In
its very nature, cinema has the uncanny ability to capture life as it is. Though the picture it leaves us with might be
disturbing, cinema, and most especially documentary, has the capacity to help
the audience see things anew throughout the eyes of an artist or activist.
In a narrative documentary like Born into Brothels, the
audience/spectator is taken into the belly of the beast of the issue; because
honestly, you can’t look away from children who are suffering or in danger. The moving and stationary pictures, captured
in the film by both the filmmaker and the children ,highlight their plight,
while the voice over brings meaning to the messages.

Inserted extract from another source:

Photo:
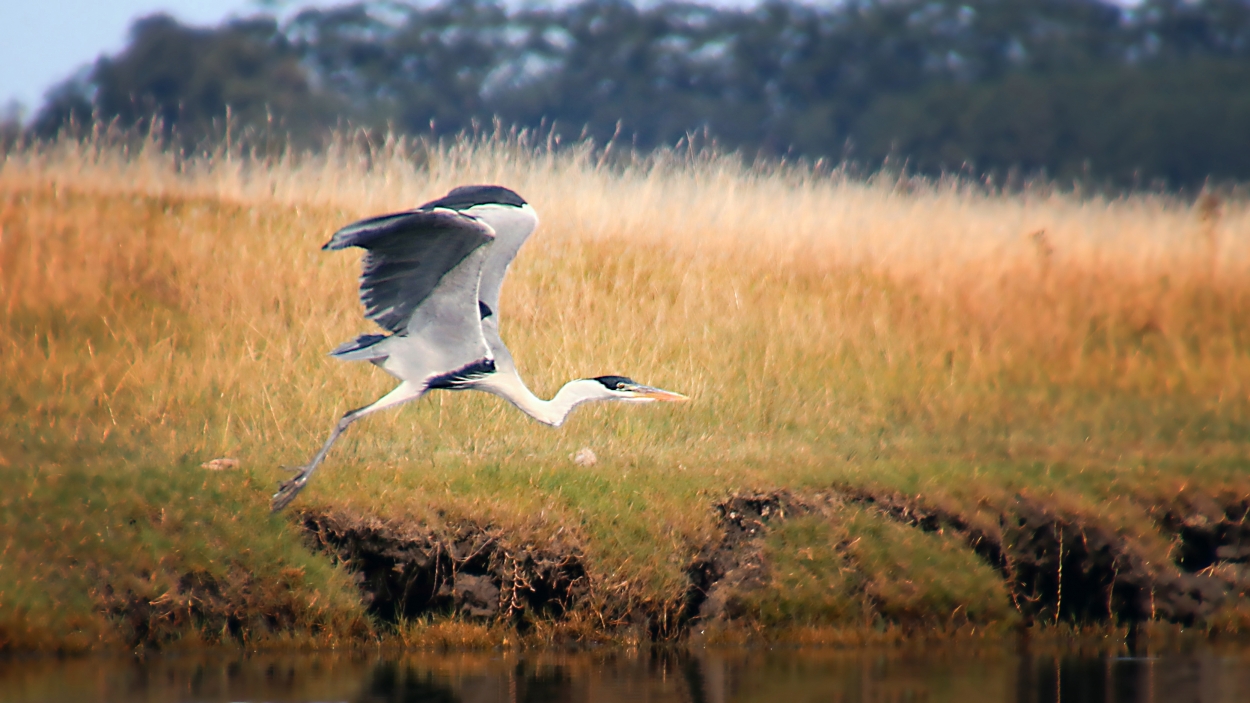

A documentary like Born Into Brothels functions within the
realm of narrative storytelling. It first proposes a problem and then works to
resolve the problem. Nichols
discusses this problem/solution structure in his writing on pages 85-86. He elaborates on narrative storytelling,
stating that: "narrative welcomes suspense or delay where complications
can mount and anticipation grow.” (132) The
opening sequence of Born into Brothels
certainly caches the audience attention.
Almost
exposé-like, the audience feels as though they are being led into
forbidden territory, where the camera and the audience alike are not
allowed. Further, the film personifies
the elements of argument and refutation in the characters (or social actors) of
the photographer/filmmaker, the unyielding family members of some of the children,
and the government constraints respectively.
While she presents that the only way to free the children from a
repetitive life of sex and crime is an education at the boarding school, it
seems there are a mountain of obstacles stuck in the way, preventing her from
resolving the issue.
Nichols
notes that the expository mode “addresses the viewer directly, with titles or
voices that propose a perspective or advance an argument.” (pg. 167) The
voice over commentary gives an “informing logic” accompanied by demonstrative
visual images. Amid the myriad of visual
images repeated in Born into Brothels,
it is interesting and perplexing to me that I continue to go back to the little
girl, scrubbing out a pot on the floor with what looks like a newspaper. While these images
are powerful in themselves, peppered throughout the film are clarification of
facts, a human and intimate look at each child (effectively “adding flesh to
fact”), personalizing their individual narrative, and a clear summation of each
of their stories up to this point.
Even
now, nearly a week later, this film has caused a successful emotional response
in me as a viewer. I’m still angry about the aunt who wouldn’t let her niece go
to school. I have told my students, my
roommates, even my parents about the film. Perhaps it is that we were so
effectively persuaded to side with the most dominate voice we heard, that of Zana
Briski, that her voice established (more so than in a
fiction film) an air of authenticity; a truth, that couldn’t be ignored.